Brivaracetam is approved as adjunctive therapy for partial-onset (focal) seizures in adults 16 years of age and older with epilepsy. To evaluate its long-term efficacy in open-label use, Manuel Toledo, MD, PhD, of the Department of Neurology, Hospital Vall d’Hebron, Barcelona, Spain, and colleagues pooled data from 6 Phase 2/3 studies and 3 follow-up studies.
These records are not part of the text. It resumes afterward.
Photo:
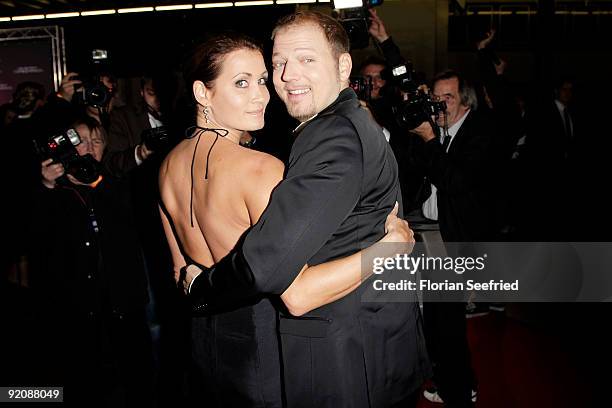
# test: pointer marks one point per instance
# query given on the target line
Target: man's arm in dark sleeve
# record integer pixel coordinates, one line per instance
(391, 53)
(322, 186)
A total of 1,904 patients received brivaracetam 5–200mg/day in fixed or flexible doses and 1 or 2 concomitant antiepileptic drugs, most commonly carbamazepine, lamotrigine, valproate, oxcarbazepine, topiramate, levetiracetam, or phenytoin. Concomitant levetiracetam was limited to 20% of patients in two of the studies and was not permitted in one of the studies.
Mean age at baseline was 36.8 years; 51.0% of the patients were male and 70.3% were white.
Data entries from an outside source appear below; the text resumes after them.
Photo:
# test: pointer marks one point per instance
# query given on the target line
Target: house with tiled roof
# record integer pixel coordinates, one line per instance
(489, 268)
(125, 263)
At the time of the analysis, 22 patients had received brivaracetam for ≥8 years, 1500 (79%) for ≥6 months, 1188 (62%) for 12 months, 847 (44%) for 24 months, and 553 (29%) for 60 months.
Results showed that “overall, there was a median reduction in partial-onset seizure frequency of 48.8% from baseline,” Dr. Toledo reported. By cohort, this reduction was 49.4% in the 6-month group, 56.5% in the 12-month group, 61.1% in the 24-month group, and 65.2% in the 60-month group.
The overall ≥50% responder rate was 48.9%; by cohort, this was 49.3% in the 6-month group, 56.4% in the 12-month group, 63.2% in the 24-month group, and 66.4% in the 60-month group. The percentage of patients continuously seizure-free for the duration of treatment with brivaracetam was 5.3%, 4.6%, 3.7%, and 3.6% in the 6-, 12-, 24-, and 60-month cohorts, respectively.
Health-related quality of life scores also improved for all patients receiving brivaracetam, as measured by the Quality of Life in Epilepsy Inventory-31P test, “with seizure worry showing the most meaningful improvement,” Dr. Toledo concluded.
Dr. Toledo received personal compensation from UCB Pharma, BIAL, and Eisai, and received research support from Eisai.